The matter of sight

Once Bhagwan Mahavir was preaching, “To see the truth one needs inner and outer eyes. The outer truth is seen by the physical eyes and inner truth by the eyes of the mind.”
To illustrate his point he gave an example through a story—
“In a village there lived five blind men. They were friends. Once they decided to go to a far off village and managed to reach there somehow.
There they learnt that someone had brought an elephant there. The five had never heard about the animal by that name. They wished to know the creature.
The five blindmen went to the village headman and pleaded, “Headmen sir, please take us to that animal called elephant. We want to know about it.”
The headman said, “Dear folks, you are blind. How would you know what elephant is like?”
“We need not see with eyes,” one of the blind men said and revealed, “We know about everything by touch.’’

“Alright,” the headman nodded his head and told them, “I will take you to the elephant. Let us go.”
The headman took the five to the elephant and spoke, “The elephant stands before you. Touch and you can feel it.”
All the five men touched different parts of the elephant and tried to feel out the shapes.
The headman said, “Now you have touched the elephant and I hope you all know what it is like.”
The first blind man spoke, “I know well. It is like a pillar.”
Another counter, “You are lying. I bet it is like a banana trunk upside down.”
The third laughed and said, “You two are bananas. It is like a banana leaf.”
The fourth one spoke, “Are you all trying to fool me?
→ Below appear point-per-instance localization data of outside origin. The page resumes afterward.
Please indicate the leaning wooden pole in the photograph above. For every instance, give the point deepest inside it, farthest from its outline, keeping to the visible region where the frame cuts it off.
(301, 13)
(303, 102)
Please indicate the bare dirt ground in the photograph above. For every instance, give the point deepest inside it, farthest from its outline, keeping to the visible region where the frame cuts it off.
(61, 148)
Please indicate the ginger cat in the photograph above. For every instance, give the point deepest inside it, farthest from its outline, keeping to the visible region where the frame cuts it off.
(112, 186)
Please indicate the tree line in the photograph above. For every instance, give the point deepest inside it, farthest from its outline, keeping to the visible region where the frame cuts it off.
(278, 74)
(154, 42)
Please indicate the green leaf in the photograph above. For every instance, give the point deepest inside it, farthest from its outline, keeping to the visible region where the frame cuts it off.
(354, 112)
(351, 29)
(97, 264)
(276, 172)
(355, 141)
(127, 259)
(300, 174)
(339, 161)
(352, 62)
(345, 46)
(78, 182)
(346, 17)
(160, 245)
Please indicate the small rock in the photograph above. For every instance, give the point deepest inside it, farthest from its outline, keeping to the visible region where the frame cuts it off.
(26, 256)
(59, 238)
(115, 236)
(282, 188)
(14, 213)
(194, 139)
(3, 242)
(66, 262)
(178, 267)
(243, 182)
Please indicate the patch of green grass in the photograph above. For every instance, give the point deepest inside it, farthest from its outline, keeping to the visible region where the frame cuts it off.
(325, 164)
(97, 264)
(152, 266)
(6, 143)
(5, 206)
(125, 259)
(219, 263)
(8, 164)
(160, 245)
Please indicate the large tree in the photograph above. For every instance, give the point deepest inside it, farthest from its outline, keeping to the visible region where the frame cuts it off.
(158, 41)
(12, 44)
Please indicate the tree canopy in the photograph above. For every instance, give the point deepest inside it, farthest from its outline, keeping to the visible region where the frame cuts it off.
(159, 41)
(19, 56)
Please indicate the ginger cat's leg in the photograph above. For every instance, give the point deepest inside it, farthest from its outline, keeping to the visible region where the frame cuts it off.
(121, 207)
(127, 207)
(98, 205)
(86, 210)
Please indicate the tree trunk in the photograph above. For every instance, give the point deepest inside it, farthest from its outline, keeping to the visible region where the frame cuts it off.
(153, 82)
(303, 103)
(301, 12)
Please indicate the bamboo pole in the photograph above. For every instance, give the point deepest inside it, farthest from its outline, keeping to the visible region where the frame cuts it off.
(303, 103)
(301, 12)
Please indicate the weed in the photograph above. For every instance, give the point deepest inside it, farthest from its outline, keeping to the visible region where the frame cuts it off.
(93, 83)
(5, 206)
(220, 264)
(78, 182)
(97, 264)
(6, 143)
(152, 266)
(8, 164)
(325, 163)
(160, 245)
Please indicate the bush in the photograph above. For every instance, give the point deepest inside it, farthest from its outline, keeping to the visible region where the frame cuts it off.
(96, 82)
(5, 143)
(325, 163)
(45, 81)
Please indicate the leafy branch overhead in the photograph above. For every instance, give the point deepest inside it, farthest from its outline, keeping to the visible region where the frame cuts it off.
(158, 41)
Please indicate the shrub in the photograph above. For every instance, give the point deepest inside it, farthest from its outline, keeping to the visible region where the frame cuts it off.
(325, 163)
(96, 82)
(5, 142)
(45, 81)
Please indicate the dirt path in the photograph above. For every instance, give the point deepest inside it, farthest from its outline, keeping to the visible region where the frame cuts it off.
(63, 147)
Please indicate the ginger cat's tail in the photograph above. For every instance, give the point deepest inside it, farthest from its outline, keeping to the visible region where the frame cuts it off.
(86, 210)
I know it is a huge huge hook.”
The fifth blind man hissed, “You can’t trick me. Elephant is like a mountain ridge tethered to a rope.”
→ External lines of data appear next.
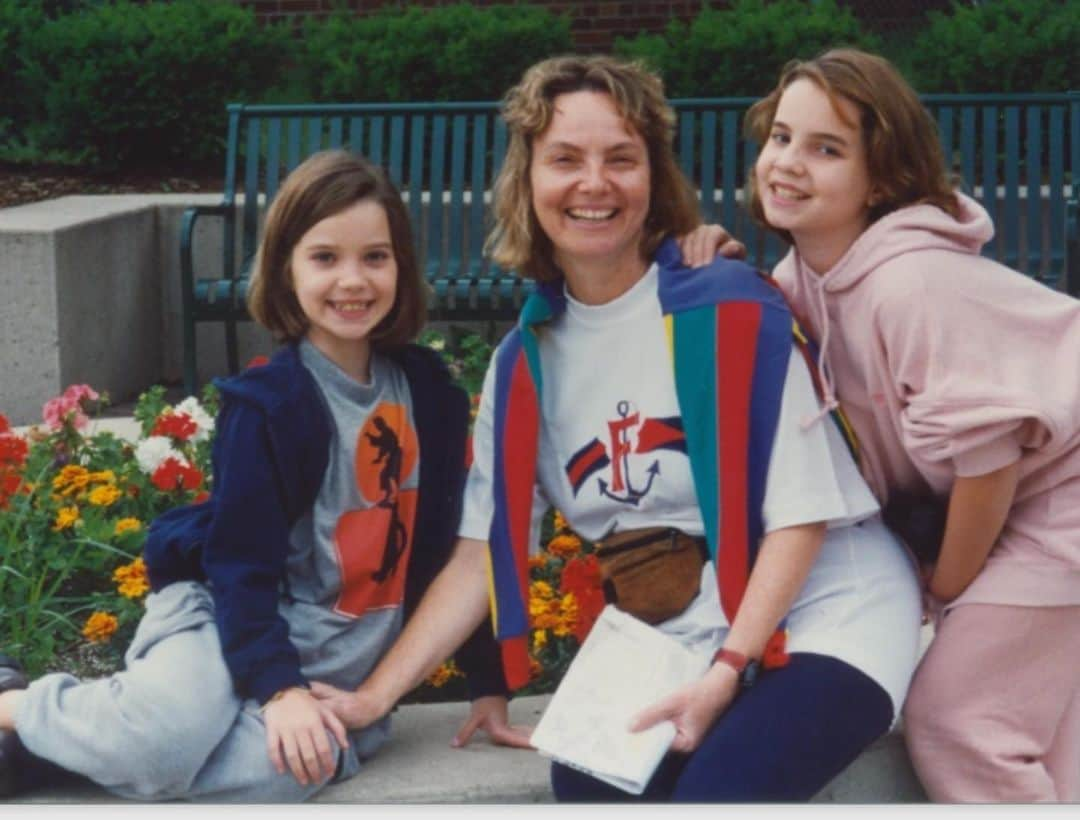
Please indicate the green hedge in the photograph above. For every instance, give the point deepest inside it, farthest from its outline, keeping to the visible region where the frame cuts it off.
(739, 51)
(1004, 45)
(454, 52)
(122, 83)
(18, 18)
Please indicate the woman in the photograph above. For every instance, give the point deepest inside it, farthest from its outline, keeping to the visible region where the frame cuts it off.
(632, 388)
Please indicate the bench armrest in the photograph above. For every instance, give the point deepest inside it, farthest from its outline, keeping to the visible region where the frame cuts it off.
(187, 233)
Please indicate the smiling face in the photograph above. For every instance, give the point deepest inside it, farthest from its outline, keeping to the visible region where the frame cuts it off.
(812, 174)
(346, 278)
(590, 177)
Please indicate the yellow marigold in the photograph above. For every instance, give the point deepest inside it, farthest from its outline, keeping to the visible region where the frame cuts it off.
(70, 480)
(541, 590)
(444, 674)
(126, 525)
(104, 495)
(564, 546)
(99, 627)
(66, 516)
(561, 525)
(539, 640)
(131, 579)
(567, 615)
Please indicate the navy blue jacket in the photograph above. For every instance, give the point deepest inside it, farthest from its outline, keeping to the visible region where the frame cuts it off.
(270, 454)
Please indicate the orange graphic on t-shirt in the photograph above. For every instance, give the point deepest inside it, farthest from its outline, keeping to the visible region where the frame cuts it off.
(374, 545)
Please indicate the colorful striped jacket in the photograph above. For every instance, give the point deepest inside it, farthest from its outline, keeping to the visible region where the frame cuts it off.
(730, 334)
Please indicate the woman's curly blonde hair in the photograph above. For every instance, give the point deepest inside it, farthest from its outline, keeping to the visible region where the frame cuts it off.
(517, 242)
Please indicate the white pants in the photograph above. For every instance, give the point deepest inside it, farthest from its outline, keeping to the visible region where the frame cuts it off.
(170, 725)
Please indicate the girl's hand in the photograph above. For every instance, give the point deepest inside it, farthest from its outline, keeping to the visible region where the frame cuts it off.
(490, 714)
(705, 242)
(354, 709)
(297, 728)
(693, 709)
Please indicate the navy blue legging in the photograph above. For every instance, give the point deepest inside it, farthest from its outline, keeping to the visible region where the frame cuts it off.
(781, 740)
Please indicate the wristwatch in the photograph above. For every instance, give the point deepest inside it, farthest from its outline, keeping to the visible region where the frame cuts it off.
(745, 668)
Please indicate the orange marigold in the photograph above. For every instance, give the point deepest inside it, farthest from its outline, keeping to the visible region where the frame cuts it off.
(66, 518)
(99, 627)
(131, 579)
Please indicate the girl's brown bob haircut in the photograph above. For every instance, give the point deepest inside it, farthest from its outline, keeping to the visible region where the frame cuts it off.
(324, 185)
(517, 242)
(903, 150)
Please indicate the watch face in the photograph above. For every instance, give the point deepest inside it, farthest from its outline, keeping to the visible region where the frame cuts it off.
(748, 674)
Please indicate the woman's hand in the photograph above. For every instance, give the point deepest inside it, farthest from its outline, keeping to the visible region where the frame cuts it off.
(296, 736)
(705, 242)
(490, 713)
(356, 710)
(693, 709)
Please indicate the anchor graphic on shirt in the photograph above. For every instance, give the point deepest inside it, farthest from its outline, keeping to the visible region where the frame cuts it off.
(621, 447)
(651, 434)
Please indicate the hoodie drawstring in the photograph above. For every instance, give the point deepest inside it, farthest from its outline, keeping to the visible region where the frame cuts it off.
(828, 391)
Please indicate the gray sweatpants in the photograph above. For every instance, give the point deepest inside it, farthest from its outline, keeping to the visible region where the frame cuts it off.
(169, 726)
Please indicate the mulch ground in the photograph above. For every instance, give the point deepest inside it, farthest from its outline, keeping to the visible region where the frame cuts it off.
(21, 185)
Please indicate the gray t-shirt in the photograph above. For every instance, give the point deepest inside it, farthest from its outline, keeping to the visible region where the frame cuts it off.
(349, 554)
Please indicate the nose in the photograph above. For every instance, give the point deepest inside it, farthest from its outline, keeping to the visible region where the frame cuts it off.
(352, 276)
(593, 176)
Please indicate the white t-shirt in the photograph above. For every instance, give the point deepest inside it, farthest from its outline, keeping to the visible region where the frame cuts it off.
(611, 458)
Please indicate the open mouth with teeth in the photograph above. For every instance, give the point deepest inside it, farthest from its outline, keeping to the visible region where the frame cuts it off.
(592, 214)
(786, 193)
(351, 308)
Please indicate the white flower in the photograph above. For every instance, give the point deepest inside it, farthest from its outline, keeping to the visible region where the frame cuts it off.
(203, 420)
(152, 451)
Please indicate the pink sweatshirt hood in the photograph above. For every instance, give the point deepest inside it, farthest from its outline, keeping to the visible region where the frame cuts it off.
(949, 364)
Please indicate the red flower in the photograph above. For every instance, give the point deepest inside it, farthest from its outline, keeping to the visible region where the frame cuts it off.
(582, 577)
(13, 449)
(175, 474)
(178, 426)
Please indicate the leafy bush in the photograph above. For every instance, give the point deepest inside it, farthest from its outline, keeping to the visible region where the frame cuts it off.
(17, 18)
(1006, 45)
(135, 84)
(741, 50)
(454, 52)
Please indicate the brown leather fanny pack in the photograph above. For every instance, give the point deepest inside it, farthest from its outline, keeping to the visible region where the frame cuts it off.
(652, 573)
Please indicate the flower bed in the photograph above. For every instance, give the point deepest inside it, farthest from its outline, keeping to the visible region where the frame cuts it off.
(75, 509)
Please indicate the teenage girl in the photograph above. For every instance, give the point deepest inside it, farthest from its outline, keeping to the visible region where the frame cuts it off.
(309, 555)
(960, 379)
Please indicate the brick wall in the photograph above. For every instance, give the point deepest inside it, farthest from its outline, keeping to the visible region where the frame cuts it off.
(596, 23)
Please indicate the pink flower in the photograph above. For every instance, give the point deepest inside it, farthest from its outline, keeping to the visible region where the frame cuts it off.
(69, 407)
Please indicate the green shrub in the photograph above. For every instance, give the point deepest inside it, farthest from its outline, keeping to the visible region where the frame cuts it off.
(740, 51)
(1006, 45)
(454, 52)
(133, 84)
(17, 17)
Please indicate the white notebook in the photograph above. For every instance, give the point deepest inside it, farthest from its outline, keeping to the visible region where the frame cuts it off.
(623, 667)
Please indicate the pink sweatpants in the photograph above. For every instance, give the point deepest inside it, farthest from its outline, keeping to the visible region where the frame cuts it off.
(994, 711)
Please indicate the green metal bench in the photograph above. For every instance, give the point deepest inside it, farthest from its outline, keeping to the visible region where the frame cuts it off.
(1018, 155)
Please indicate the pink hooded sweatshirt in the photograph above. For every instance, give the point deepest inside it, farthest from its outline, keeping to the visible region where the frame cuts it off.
(950, 364)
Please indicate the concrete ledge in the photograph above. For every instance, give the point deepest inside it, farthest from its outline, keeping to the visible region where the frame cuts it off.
(419, 766)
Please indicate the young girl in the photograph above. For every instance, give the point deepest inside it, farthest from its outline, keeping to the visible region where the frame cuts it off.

The headman spoke, “My friends, all of you are right in relative sense. No one is lying. Your only fault is that you don’t have eyes to see a thing in totality. One who touched elephant leg thought it was a pillar. For the one who touched the elephant trunk concluded that elephant was upside down banana trunk. The one who felt the tusk it was a huge hook. Whose hands touched ear for him an elephant was a banana leaf. And the one who got to feel wits rear and tail the creature was a hillock tethered with a rope. No one got it right because you were individually feeling only a part each of the whole truth. The elephant is sum total of what you each felt plus much more. Had you got the benefit of the eyes you could have seen the entire picture. No one of you was telling a lie. To each of you the others appeared to be lying because you only knew the small part of your own truth and failed to realise that others could also be telling truths.”
After telling the story Bhagwan Mahavir explained, “It proves that the truth is as one sees it. It may not be the whole truth. This world is as one perceives it or experiences it. The small facts are far from the whole fact. The real truth is only in its totality.”